Рыска с Жаром многозначительно переглянулись. Нет хозяев – вдвое меньше посуды, втрое меньше готовки: они ж простой кашей не обойдутся, им фаршированного карпа подавай или там ворону с морковкой. Батраки без Сурка тоже рукава спустят, к ночи удерут в веску к подружкам и пиву. Тишь да гладь на хуторе настанет, гуляй – не хочу!
– Женка тут остается, – слегка омрачила их радость Фесся. – И собралась большую стирку затевать.
Это детей как раз не огорчило: до речки далеко, корзины с бельем повезут на телеге, ну и прачки заодно сядут. Будет шумно и весело, а потом можно искупаться и наловить раков. Дай Богиня здоровья Сурковой теще!
– Эй, ты куда? – возмущенно крикнула служанка.
– Живот прихватило! – Жар запоздало придержал его рукой, но вместо нужника полез на чердак – в тот угол, где лежали обросшие пылью поленья, а еще самодельные верши. – Ой! Ай! Мамочка!
Рыска чуть не опрокинула миску, вскакивая из-за стола. Первое, что пришло ей на ум, – крыса.

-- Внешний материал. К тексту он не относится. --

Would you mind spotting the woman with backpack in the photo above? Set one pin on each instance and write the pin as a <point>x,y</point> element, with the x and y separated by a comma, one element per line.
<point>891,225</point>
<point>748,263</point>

С убийства котенка она не показывалась и на спящих детей не покушалась, но шебуршать не перестала, частенько оставляя на тюфяках коричневые «семечки». Жар уверял, что она просто любопытничает, но девочка неизменно вздрагивала от страха и омерзения, обнаружив в постели очередное «послание».
Перепугалась и Фесся, выбежавшая в сени вслед за девочкой. Но Жар уже спускался сам, как-то странно подергиваясь, почесываясь и ругаясь сквозь зубы.
– Полегчало? – ехидно спросила служанка.
– Угу. – Мальчик, поморщившись, выдернул из щеки черную щепку жала. – А чего? Пчелами ж ломоту в спине лечат.
– Так пчел к спине и прикладывают. Надо было штаны спустить и к гнезду задом повернуться, а то пока еще от лица до попы дойдет!
– Смейтесь, смейтесь, – проворчал Жар, сердито косясь на предательски фыркающую подругу. – А я это гадство над головой больше терпеть не собираюсь!
Мальчишка обвел сени глазами, но что заставило их торжествующе просиять, Рыска не поняла.
* * *
В телегу запрягли Забаву, смирную рыже-белую корову со спиленными рогами. В молодости она была одной из лучших в скаковом стаде и теперь попыталась с места взять в галоп. Дети взвизгнули от восторга, но сидящий за возницу дедок поспешил ее осадить. Коровка уже старенькая, с намозоленными копытами, куда ей бегать! Забава послушно перешла на быстрый размеренный шаг, под дугой зазвенели бубенчики. Женка важно, как капитан корабля, восседала на самой высокой корзине, командуя на каждой развилке, – хотя дорогу прекрасно знал не только дедок, но и корова, поворачивающая до рывка вожжи.
От затяжных дождей река разбухла, потемнела. Самое время в ней стирать, покуда вода не успела снова зацвести. Становиться абы где на берегу не стали, поехали едва заметной тропой вдоль берега, пока кусты и камыши не расступились, открыв широкую песчаную проплешину. На добротных бревенчатых мостках уже стояла одна тетка, звучно хлопая по воде скрученными штанами. Рыска ее не знала, но Фесся и дедок приветливо поздоровались – оказывается, жена местного рыбака, иногда носит в хутор линей на продажу. Женка недовольно поджала губы, но менять место не стала. Тем более что тетка охотно потеснилась к правому краю: вместе работать веселей.